The very concept of aggression














Today, things on my mind with this project....




Investigation of the concepts of aggression



Rather then repeating the assumptions that exist of it as a thing itself.  Which can be done. and which will be a part of our research: to learn what these are...

but rather then working to simply seek out 'understanding' -- as if "aggression" is simply a thing to debate and to understand...

I wonder:

What happens if we create a space to reflect on the very concept of it, itself?

How did this concept arise?

Where it is rooted in? Social Darwinism?

Is it a positivist idea (by "positivist" I mean works from and creates an imagination that isolates the 'human' subject from the cultural/political structure).

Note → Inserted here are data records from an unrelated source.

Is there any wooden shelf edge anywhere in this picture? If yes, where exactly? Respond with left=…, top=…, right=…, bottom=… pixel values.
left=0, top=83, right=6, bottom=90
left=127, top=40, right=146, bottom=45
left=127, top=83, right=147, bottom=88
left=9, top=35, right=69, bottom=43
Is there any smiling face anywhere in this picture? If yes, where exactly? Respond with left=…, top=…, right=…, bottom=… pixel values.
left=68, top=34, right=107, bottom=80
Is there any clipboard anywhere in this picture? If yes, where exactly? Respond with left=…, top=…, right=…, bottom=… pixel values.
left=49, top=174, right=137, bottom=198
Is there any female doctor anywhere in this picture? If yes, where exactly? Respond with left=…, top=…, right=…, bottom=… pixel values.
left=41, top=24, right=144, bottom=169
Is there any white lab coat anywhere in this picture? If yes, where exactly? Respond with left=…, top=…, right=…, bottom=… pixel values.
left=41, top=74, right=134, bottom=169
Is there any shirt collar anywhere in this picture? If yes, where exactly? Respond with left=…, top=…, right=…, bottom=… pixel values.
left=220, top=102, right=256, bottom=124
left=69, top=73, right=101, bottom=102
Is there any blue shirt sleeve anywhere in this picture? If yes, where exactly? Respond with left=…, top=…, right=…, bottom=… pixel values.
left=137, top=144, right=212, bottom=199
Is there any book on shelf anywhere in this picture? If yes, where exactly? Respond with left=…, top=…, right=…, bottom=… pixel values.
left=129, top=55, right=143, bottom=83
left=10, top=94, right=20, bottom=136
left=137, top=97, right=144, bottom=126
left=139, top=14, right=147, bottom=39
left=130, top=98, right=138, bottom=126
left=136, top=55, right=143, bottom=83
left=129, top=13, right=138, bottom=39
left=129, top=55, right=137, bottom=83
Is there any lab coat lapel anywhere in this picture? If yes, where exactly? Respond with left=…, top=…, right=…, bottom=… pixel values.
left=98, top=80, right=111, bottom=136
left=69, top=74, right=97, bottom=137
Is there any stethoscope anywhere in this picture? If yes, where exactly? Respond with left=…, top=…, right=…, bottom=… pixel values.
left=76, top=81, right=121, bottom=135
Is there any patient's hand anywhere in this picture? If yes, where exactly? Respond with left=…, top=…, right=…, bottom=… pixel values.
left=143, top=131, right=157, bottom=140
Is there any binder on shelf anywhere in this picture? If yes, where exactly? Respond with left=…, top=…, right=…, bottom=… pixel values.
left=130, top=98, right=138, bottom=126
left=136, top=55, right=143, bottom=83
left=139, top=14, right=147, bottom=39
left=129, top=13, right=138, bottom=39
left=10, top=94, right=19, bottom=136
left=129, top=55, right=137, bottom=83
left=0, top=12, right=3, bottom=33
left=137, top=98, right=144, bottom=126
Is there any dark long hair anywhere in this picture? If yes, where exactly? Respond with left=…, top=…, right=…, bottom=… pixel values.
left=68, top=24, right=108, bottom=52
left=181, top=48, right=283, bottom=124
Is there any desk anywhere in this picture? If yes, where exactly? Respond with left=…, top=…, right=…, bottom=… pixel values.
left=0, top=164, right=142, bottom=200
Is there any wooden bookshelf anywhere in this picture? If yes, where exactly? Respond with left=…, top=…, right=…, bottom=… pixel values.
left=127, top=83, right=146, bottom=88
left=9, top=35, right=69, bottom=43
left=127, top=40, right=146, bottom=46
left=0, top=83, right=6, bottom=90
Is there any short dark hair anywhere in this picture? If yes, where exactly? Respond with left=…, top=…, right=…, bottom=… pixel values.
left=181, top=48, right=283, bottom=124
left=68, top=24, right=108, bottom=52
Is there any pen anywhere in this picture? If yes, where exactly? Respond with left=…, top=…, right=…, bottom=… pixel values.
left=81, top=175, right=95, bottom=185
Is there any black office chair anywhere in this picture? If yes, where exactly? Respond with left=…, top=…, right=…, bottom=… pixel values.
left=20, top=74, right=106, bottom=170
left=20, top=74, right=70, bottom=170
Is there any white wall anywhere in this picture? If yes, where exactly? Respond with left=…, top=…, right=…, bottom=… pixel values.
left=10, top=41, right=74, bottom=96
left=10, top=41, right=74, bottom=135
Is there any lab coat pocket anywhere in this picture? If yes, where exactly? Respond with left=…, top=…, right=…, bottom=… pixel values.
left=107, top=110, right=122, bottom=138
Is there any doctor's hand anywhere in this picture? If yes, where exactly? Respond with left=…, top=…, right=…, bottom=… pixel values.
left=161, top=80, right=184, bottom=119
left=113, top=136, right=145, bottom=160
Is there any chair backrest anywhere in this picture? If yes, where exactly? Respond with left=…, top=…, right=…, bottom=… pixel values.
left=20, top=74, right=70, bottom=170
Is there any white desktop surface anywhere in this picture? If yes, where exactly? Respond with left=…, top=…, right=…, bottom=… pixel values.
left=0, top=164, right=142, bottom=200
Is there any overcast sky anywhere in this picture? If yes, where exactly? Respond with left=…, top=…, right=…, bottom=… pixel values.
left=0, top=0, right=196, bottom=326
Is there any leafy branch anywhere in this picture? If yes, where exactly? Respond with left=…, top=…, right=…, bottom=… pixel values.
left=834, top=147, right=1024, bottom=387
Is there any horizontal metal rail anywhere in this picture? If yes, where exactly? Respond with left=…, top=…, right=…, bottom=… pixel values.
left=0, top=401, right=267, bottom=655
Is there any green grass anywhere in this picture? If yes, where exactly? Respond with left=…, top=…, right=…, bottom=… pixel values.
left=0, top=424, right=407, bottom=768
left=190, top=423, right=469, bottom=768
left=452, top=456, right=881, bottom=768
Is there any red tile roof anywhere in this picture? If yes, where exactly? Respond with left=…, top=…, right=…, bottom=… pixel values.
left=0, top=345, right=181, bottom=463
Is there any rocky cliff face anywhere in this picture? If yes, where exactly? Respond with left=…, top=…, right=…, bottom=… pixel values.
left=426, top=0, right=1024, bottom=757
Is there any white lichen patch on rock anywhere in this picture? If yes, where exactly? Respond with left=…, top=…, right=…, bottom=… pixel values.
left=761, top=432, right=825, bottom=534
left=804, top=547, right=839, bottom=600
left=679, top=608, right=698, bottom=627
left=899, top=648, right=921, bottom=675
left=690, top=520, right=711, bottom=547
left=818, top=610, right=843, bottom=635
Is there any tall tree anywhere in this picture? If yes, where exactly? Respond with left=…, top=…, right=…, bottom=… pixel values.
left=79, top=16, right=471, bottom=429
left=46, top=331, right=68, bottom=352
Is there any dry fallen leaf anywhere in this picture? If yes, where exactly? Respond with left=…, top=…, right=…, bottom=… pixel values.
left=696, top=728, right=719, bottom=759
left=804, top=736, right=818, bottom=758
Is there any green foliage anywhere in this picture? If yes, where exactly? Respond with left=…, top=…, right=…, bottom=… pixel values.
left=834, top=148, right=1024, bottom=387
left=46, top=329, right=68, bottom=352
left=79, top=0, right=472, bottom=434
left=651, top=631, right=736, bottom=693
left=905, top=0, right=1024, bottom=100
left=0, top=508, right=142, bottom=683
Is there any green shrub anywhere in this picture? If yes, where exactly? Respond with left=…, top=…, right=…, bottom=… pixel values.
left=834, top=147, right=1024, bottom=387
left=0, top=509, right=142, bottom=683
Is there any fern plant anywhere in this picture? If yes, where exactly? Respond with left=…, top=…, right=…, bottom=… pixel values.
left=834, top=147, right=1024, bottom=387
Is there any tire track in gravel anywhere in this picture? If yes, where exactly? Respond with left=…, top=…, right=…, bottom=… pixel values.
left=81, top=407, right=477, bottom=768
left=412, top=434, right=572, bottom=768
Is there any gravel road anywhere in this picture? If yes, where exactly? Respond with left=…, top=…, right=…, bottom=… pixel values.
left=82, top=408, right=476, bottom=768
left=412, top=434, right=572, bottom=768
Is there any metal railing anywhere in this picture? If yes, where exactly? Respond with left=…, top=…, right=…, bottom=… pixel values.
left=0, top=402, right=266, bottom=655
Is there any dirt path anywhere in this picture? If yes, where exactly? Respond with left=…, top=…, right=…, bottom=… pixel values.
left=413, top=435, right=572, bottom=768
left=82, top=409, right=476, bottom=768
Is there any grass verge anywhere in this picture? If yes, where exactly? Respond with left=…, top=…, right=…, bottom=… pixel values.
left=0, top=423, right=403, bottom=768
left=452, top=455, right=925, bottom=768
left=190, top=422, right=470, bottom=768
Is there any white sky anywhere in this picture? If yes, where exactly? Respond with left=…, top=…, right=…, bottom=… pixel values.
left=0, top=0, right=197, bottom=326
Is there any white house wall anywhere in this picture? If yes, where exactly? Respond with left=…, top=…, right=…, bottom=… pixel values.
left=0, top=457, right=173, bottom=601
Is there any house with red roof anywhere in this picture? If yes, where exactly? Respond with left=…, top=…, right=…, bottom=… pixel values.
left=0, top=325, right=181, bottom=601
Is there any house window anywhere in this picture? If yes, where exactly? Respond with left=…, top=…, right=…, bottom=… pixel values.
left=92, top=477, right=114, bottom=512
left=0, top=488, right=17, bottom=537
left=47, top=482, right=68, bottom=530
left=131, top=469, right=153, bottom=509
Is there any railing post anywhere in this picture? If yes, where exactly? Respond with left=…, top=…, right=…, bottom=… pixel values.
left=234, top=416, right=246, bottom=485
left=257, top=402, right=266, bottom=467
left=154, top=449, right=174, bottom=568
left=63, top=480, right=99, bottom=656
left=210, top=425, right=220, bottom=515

This then leads to questions of what we mean by "aggression"?

Is it always about a 'foreign' body? Like in: "an aggressive form of cancer".

When is it a good thing? Only in arenas of competition? Like in: "Football player Sean O'Day displayed an aggressive command of the field today", or "He's very a very aggressive player". (also this suggests issues of gender around "aggression")

Because, I am wondering:

perhaps this concept -- the current way of isolating it out, as a thing that simply stands alone, from other relations -- creates in a way, a strange sort of imagination and fantasy structure about how 'aggression' should work? It assumes normalcy.

Perhaps it has implicit in it, certain ideas of what being-normal is?

I.e. a competitive male individual who is transparent and free, who is above history, politics, weird conflicts. Who is perfectly rational. But in a certain way.